In terms of narrative sophistication and even more so dialogue, this $350 million sequel is almost as basic as its predecessor, even feeble at times. But the expanded, bio-diverse world-building pulls you in, the visual spectacle keeps you mesmerized, the passion for environmental awareness is stirring and the warfare is as visceral and exciting as any multiplex audience could desire.

Box office for Disney’s Dec. 16 release is going to be monstrous, while simultaneously whetting global appetites for the three more Avatar entries Cameron has announced.

What’s most astonishing about The Way of Water is the persuasive case it makes for CGI, at a time when most VFX-heavy productions settle for a rote efficiency that has drained the movies of much of their magic. Unlike other directors who have let technological experimentation at times smother their creative instincts — Robert Zemeckis and Ang Lee come to mind — Cameron thrives in the artifice of the digital toolbox.

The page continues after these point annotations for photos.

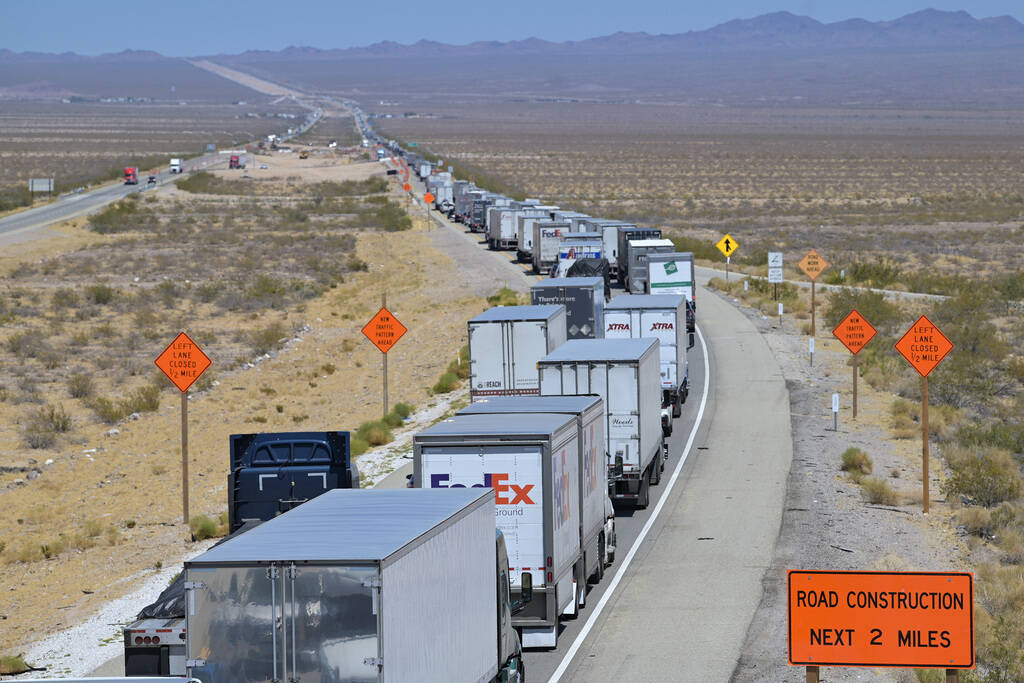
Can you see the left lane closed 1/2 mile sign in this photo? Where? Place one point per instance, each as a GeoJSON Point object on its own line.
{"type": "Point", "coordinates": [881, 619]}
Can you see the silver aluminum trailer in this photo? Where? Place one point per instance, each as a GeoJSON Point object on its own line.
{"type": "Point", "coordinates": [584, 301]}
{"type": "Point", "coordinates": [531, 462]}
{"type": "Point", "coordinates": [355, 586]}
{"type": "Point", "coordinates": [625, 373]}
{"type": "Point", "coordinates": [662, 317]}
{"type": "Point", "coordinates": [547, 237]}
{"type": "Point", "coordinates": [673, 273]}
{"type": "Point", "coordinates": [638, 250]}
{"type": "Point", "coordinates": [505, 344]}
{"type": "Point", "coordinates": [597, 519]}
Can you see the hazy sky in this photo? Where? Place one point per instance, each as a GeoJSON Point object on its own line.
{"type": "Point", "coordinates": [179, 28]}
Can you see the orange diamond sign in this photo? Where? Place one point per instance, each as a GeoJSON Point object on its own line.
{"type": "Point", "coordinates": [854, 332]}
{"type": "Point", "coordinates": [924, 346]}
{"type": "Point", "coordinates": [384, 330]}
{"type": "Point", "coordinates": [182, 361]}
{"type": "Point", "coordinates": [812, 264]}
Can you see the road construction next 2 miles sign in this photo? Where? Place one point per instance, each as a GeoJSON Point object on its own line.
{"type": "Point", "coordinates": [384, 330]}
{"type": "Point", "coordinates": [924, 346]}
{"type": "Point", "coordinates": [727, 245]}
{"type": "Point", "coordinates": [881, 619]}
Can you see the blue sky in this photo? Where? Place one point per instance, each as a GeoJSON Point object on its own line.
{"type": "Point", "coordinates": [180, 28]}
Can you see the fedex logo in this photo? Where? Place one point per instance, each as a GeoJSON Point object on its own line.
{"type": "Point", "coordinates": [496, 480]}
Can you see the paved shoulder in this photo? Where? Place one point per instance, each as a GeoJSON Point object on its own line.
{"type": "Point", "coordinates": [683, 610]}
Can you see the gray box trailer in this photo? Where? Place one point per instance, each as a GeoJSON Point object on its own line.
{"type": "Point", "coordinates": [626, 374]}
{"type": "Point", "coordinates": [638, 251]}
{"type": "Point", "coordinates": [355, 586]}
{"type": "Point", "coordinates": [531, 463]}
{"type": "Point", "coordinates": [505, 344]}
{"type": "Point", "coordinates": [547, 238]}
{"type": "Point", "coordinates": [584, 301]}
{"type": "Point", "coordinates": [662, 317]}
{"type": "Point", "coordinates": [625, 235]}
{"type": "Point", "coordinates": [597, 519]}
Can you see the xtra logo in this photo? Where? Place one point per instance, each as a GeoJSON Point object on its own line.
{"type": "Point", "coordinates": [496, 480]}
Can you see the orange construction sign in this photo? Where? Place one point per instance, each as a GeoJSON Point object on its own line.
{"type": "Point", "coordinates": [812, 264]}
{"type": "Point", "coordinates": [881, 619]}
{"type": "Point", "coordinates": [384, 330]}
{"type": "Point", "coordinates": [924, 346]}
{"type": "Point", "coordinates": [854, 332]}
{"type": "Point", "coordinates": [182, 361]}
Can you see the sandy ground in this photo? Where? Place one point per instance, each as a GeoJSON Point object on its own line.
{"type": "Point", "coordinates": [133, 474]}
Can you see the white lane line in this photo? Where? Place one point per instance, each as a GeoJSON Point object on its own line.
{"type": "Point", "coordinates": [578, 643]}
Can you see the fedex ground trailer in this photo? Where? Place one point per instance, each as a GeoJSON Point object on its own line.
{"type": "Point", "coordinates": [505, 344]}
{"type": "Point", "coordinates": [532, 463]}
{"type": "Point", "coordinates": [625, 373]}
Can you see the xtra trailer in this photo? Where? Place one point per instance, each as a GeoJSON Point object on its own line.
{"type": "Point", "coordinates": [532, 463]}
{"type": "Point", "coordinates": [625, 373]}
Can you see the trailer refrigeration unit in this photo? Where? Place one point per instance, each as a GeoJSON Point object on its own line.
{"type": "Point", "coordinates": [505, 344]}
{"type": "Point", "coordinates": [625, 235]}
{"type": "Point", "coordinates": [624, 373]}
{"type": "Point", "coordinates": [597, 518]}
{"type": "Point", "coordinates": [532, 463]}
{"type": "Point", "coordinates": [584, 301]}
{"type": "Point", "coordinates": [639, 250]}
{"type": "Point", "coordinates": [357, 586]}
{"type": "Point", "coordinates": [662, 317]}
{"type": "Point", "coordinates": [673, 273]}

Working in High Dynamic Range at 48 frames per second, he harnesses the immersive quality of enhanced 3-D to give DP Russell Carpenter’s images depth and tactile vibrancy. Skeptics who watched the trailer and dismissed the long-time-coming Avatar sequel as a videogame-aesthetic hybrid of photorealism and animation that ends up looking like neither may not be entirely wrong. But the trippy giant-screen experience, for those willing to give themselves over to it, is visually ravishing, particularly in the breathtaking underwater sequences.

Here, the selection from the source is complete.